14/08/2015 ….Soon after purchasing the house. The front room is on the other side & showed signs of damp as does the section of this wall that is in the hallway. It was covered with impermeable vinyl wallpaper & slightly glossy paint to hide the problem. The skirting boards were rotten in places. We decided to strip the wallpaper & lower section of plaster off, along with the rest of the downstairs.
When initially stripping the lower section of this wall, we found the original lime plaster had been removed and replaced with gypsum up to around 1m high in a fairly straight line & there were sections of cement right at the base of the wall as well. It has been suggested to us that this is just darker in colour and not actually damp, but the mortar is dark & sticky when removed and quickly dries out in the hand to form a lighter coloured powder.
There is a section where the damp is slightly higher up towards the left side. Overall, this is a much more even distribution of damp along a wall than other areas of this room.
31/07/2017 …You can see that after 2 years of being allowed to dry out from both sides, the wall is still damp :
Tuesday 01/08/2017 …after removing the lime plaster :
05/08/2017 … 12 hours after 1st coat of limewash :
06/08/2017 …36 hours after 1st coat of limewash :
07/08/2017 …60 hours after 1st coat of limewash :
09/08/2017 …36 hours after 2nd coat of limewash :
11/08/2017 …4 days after 2nd coat of limewash :
12/08/2017 …5 days after 2nd coat of limewash :
14/08/2017 …6 days after 2nd coat of limewash :
21/08/2017 …2 weeks after 2nd coat of limewash, after returning from being away for a week :
04/09/2017 …1 month after 2nd coat of limewash :
06/09/2017 …no obvious changes :
08/09/2017 …still no change :
It has been suggested that this may be damp caused by excess humidity & condensation on this wall. I was surprised to hear this since I would have thought being an integral wall it would not have been cold enough. One idea is that underfloor through drafts could be making the base of this wall cold, or it could be the meeting of warmer air from the south facing front of the house and the cool air from the north facing rear.
An observation that could bolster this hypothesis, is that the use of a ‘moisure meter‘ does indicate that the bricks/mortar below floor level may be less damp, which would give less weight to the idea of any capillary action happening from a damp sub-floor. It is very important to consider the significant limitation of these devices. Use of these meters to measure potential damp is generally ill-advised since they do not measure moisture, just conductivity & they are only really useful for measuring the moisture content of wood, not building materials. The reason for this is that there are often contaminants such as salt, bits of metal (there are plenty of these in the mortar of this house due to it being cut with ash from blast furnaces), lead paint etc …all of which will give false high readings.
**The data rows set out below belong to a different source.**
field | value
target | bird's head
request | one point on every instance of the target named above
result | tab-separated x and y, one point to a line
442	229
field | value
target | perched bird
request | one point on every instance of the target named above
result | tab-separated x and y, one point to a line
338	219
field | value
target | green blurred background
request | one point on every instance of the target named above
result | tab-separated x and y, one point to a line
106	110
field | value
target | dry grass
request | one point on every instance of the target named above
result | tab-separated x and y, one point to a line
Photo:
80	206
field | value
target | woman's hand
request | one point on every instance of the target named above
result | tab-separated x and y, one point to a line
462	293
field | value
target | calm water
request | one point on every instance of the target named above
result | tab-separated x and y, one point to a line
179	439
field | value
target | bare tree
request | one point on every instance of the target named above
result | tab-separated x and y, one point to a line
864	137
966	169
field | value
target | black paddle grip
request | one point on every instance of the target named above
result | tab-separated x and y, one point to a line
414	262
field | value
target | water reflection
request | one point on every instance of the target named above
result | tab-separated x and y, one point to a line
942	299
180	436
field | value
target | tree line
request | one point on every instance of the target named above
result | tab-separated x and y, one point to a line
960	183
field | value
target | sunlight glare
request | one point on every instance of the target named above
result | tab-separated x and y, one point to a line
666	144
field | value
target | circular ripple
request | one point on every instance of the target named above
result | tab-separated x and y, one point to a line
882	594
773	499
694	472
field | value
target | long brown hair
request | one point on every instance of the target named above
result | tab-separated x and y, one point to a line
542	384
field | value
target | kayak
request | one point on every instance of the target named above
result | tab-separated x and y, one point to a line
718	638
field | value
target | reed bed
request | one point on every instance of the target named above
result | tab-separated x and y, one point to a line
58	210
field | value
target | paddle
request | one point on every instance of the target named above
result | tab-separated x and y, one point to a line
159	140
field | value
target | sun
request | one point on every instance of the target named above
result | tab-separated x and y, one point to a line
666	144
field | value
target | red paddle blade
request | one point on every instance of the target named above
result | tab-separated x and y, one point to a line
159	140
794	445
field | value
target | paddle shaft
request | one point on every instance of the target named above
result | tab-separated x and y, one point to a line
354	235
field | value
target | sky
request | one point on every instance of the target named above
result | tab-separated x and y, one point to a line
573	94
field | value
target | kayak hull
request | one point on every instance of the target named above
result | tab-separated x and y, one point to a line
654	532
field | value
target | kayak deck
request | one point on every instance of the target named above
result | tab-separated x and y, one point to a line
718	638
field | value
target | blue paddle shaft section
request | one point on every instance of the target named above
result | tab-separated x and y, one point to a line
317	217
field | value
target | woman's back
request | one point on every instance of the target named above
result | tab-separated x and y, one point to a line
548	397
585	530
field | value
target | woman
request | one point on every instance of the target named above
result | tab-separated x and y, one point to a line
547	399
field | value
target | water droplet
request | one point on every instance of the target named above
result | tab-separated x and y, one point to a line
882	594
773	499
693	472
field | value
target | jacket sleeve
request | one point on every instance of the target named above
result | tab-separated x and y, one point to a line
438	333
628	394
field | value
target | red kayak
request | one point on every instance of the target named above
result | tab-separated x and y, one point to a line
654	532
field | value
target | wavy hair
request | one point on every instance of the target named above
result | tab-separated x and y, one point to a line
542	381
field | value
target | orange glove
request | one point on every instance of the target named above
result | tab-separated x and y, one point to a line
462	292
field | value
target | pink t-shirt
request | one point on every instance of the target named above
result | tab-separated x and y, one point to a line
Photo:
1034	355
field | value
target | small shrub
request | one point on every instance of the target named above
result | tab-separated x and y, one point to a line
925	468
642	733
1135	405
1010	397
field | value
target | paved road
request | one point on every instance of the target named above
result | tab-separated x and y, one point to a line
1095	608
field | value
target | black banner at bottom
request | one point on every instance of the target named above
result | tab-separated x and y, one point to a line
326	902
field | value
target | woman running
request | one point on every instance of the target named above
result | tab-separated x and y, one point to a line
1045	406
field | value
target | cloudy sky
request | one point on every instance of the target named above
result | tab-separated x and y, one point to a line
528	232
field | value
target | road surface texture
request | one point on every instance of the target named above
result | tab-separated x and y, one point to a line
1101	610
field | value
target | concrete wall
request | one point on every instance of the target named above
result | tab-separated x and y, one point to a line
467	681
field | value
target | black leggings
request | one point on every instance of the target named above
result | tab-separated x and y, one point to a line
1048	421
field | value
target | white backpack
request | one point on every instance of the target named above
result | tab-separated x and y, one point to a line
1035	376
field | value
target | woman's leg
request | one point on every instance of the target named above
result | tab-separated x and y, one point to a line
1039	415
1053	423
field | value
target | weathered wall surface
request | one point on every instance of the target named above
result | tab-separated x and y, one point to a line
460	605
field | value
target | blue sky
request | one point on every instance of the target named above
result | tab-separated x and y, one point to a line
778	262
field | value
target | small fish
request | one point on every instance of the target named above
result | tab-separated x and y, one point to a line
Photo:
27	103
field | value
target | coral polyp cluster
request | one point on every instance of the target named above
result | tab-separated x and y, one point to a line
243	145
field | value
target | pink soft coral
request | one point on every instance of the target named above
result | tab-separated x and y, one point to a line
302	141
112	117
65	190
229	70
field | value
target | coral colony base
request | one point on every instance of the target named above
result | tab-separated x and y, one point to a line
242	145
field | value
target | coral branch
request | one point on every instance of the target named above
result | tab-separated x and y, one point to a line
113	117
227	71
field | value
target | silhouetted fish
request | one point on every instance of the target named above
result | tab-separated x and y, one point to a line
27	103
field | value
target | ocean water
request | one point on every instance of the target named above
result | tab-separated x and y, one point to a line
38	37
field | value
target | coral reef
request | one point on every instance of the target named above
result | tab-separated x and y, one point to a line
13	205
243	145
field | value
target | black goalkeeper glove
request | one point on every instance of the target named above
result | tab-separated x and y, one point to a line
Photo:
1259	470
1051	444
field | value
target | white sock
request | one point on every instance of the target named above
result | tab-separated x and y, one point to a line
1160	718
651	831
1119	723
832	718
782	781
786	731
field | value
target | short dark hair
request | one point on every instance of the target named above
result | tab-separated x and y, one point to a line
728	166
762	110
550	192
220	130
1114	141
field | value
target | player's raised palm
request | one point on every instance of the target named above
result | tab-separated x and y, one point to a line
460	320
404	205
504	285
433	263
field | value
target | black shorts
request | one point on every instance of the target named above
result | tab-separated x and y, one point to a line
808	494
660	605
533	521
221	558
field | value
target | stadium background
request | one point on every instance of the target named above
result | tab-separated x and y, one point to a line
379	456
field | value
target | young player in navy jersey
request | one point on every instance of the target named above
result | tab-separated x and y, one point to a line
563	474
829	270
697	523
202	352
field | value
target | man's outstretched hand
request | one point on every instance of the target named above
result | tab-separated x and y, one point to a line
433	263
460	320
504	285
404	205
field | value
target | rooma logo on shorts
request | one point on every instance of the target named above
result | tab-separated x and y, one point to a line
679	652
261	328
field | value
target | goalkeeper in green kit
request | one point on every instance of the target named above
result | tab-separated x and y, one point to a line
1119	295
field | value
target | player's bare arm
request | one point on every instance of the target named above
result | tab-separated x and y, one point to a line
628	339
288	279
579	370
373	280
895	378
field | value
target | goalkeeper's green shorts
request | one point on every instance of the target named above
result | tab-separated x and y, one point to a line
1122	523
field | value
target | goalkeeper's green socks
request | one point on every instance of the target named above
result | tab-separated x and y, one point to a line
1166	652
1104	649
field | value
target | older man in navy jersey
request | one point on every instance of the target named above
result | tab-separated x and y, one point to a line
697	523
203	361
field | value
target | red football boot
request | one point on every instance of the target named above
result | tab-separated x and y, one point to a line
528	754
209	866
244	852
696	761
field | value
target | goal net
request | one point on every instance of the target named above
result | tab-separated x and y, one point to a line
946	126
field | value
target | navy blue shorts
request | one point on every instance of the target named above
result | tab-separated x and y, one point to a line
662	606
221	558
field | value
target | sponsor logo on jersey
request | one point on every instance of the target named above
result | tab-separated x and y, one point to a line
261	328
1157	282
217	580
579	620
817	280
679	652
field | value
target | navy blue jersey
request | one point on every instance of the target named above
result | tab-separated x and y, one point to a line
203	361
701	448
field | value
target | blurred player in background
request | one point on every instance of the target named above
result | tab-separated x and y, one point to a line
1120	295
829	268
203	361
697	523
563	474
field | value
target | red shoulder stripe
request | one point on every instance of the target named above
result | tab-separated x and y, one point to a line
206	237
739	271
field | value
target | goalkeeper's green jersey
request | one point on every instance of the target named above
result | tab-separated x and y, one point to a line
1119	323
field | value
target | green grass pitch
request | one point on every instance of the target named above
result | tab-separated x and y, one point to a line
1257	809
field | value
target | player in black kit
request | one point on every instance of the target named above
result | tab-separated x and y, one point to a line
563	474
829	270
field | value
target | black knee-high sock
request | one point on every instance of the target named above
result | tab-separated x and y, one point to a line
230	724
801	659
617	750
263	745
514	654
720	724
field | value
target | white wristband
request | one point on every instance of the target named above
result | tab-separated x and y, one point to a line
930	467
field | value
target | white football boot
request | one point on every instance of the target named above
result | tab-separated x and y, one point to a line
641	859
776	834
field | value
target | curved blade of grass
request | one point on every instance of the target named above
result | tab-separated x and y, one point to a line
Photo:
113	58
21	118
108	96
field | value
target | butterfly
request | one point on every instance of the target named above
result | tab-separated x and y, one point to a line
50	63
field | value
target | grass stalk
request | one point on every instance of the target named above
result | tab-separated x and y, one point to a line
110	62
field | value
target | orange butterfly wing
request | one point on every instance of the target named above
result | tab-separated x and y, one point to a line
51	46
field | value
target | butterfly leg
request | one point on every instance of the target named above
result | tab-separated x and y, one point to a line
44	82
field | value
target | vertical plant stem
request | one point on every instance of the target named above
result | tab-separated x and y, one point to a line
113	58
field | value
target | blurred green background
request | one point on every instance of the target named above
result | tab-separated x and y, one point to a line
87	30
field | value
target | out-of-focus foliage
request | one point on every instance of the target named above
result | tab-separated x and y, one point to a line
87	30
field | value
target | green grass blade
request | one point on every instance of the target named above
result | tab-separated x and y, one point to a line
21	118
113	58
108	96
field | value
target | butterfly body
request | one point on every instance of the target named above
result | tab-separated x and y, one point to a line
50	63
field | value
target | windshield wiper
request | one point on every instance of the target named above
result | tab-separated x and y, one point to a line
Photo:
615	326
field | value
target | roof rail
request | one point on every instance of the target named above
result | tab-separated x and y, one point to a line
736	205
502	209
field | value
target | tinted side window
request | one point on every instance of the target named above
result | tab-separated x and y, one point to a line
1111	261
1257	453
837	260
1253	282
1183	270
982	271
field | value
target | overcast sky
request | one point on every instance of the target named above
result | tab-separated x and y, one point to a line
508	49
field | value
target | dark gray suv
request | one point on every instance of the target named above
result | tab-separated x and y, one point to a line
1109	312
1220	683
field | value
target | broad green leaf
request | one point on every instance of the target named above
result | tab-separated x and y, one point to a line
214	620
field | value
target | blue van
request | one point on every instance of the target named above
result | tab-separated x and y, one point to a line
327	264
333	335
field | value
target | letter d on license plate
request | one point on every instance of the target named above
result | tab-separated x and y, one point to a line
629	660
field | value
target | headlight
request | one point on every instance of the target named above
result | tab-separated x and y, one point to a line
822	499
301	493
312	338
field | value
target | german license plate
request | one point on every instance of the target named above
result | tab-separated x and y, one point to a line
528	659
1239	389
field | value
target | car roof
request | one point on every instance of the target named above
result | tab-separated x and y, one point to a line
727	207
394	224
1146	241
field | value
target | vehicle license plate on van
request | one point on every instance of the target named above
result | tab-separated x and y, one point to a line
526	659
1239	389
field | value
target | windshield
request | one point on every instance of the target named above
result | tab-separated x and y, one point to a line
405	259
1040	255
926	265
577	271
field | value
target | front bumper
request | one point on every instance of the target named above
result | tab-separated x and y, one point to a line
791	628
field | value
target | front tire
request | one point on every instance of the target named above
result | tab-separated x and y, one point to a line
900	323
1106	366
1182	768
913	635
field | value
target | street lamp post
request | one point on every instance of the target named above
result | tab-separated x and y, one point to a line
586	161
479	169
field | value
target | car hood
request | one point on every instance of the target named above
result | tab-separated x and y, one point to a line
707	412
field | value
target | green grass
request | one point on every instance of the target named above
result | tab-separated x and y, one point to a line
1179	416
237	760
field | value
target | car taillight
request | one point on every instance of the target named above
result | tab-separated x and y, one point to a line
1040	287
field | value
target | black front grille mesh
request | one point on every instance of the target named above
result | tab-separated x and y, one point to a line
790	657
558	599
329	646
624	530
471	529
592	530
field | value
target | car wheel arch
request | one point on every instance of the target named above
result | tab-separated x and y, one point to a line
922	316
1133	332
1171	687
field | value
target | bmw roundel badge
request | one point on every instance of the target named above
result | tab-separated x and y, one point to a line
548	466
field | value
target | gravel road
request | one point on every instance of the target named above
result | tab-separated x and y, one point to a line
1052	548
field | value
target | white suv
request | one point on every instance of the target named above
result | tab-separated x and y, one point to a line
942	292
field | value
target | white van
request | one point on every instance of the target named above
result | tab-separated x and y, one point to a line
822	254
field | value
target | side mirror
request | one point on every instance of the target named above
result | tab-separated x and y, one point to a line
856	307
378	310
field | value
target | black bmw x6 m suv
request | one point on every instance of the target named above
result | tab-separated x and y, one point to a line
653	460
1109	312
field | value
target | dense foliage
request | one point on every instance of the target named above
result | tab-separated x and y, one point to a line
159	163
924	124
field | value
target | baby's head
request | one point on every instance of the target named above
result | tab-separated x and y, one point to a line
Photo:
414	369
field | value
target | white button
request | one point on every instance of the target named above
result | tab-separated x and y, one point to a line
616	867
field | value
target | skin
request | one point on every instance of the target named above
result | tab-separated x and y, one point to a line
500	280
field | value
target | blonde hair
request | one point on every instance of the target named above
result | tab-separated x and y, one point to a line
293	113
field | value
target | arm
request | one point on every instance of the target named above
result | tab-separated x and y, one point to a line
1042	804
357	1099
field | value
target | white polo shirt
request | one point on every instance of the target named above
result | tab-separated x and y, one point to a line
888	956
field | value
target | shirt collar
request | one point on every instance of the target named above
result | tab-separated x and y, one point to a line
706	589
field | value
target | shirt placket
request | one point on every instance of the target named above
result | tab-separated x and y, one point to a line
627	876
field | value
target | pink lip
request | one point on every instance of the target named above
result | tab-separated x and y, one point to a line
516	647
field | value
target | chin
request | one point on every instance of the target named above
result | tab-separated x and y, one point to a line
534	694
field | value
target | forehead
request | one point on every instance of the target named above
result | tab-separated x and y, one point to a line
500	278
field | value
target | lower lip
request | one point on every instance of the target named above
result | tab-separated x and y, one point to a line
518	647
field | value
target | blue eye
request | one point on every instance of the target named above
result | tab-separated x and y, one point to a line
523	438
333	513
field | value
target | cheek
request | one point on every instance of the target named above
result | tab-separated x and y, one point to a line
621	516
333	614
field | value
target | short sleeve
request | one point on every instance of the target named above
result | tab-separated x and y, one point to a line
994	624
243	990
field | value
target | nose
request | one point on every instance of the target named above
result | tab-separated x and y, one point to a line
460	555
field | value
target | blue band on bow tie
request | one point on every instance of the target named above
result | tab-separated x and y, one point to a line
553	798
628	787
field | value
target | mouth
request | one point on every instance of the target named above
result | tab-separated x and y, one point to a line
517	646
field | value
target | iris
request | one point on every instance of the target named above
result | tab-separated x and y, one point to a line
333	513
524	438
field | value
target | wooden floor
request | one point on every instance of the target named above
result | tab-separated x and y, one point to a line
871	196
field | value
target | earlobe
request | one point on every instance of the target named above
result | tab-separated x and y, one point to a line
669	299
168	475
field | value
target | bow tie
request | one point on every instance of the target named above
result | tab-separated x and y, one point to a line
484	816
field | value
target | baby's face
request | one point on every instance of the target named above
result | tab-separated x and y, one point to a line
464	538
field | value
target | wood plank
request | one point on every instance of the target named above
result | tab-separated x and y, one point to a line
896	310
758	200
However, I have found through extensive readings from multiple different areas of the wall that I can build up a picture of what readings correlate with genuinely damp areas due to observation of other phenomena (such as the darkness of bricks/mortar, the way it dries out going paler & dusty on the skin). I can also obtain repeated lower readings along this same wall in the lighter / drier areas above the tide mark in this room. I will always take readings from these meters with a pinch of salt – the limitations of them should always be borne in mind.
I have also been utilising a handheld infrared thermometer to monitor the various temperatures in different areas of the house at different heights on the wall. As expected, the rear kitchen walls, lean-to and rear dining room walls do get very cold, but this spine wall is no colder in general than the perpendicular party walls & they are much less affected by damp (particularly the one to the east). A more accurate way to measure this would be with a thermal imaging camera, but that would not be a worthwhile investment!!
There is an extensive humidity problem in the property however & it could be that with other colder walls saturated, if the humidity ever reaches 100% it will find somewhere to drop out, and this spine wall could be the next best place after the rear external walls are saturated.
Another thing I have been contemplating, is that excessive humidity could in theory be caused by a saturated wall (for example from a leak) constantly trying to dry out, thus evaporating moisture into the internal environment which could then be re-condensing when the water vapour reaches a cool spot.
Despite all of the above, I have a intuitive feeling based upon observing other things within the house, that the root cause of the damp may be due to something other than just occupant generated humidity condensing upon walls. I am not ruling it out however – and the observation of humidity using a combined hygrometer & thermometer with multiple sensors installed wirelessly around the house is certainly incredibly enlightening.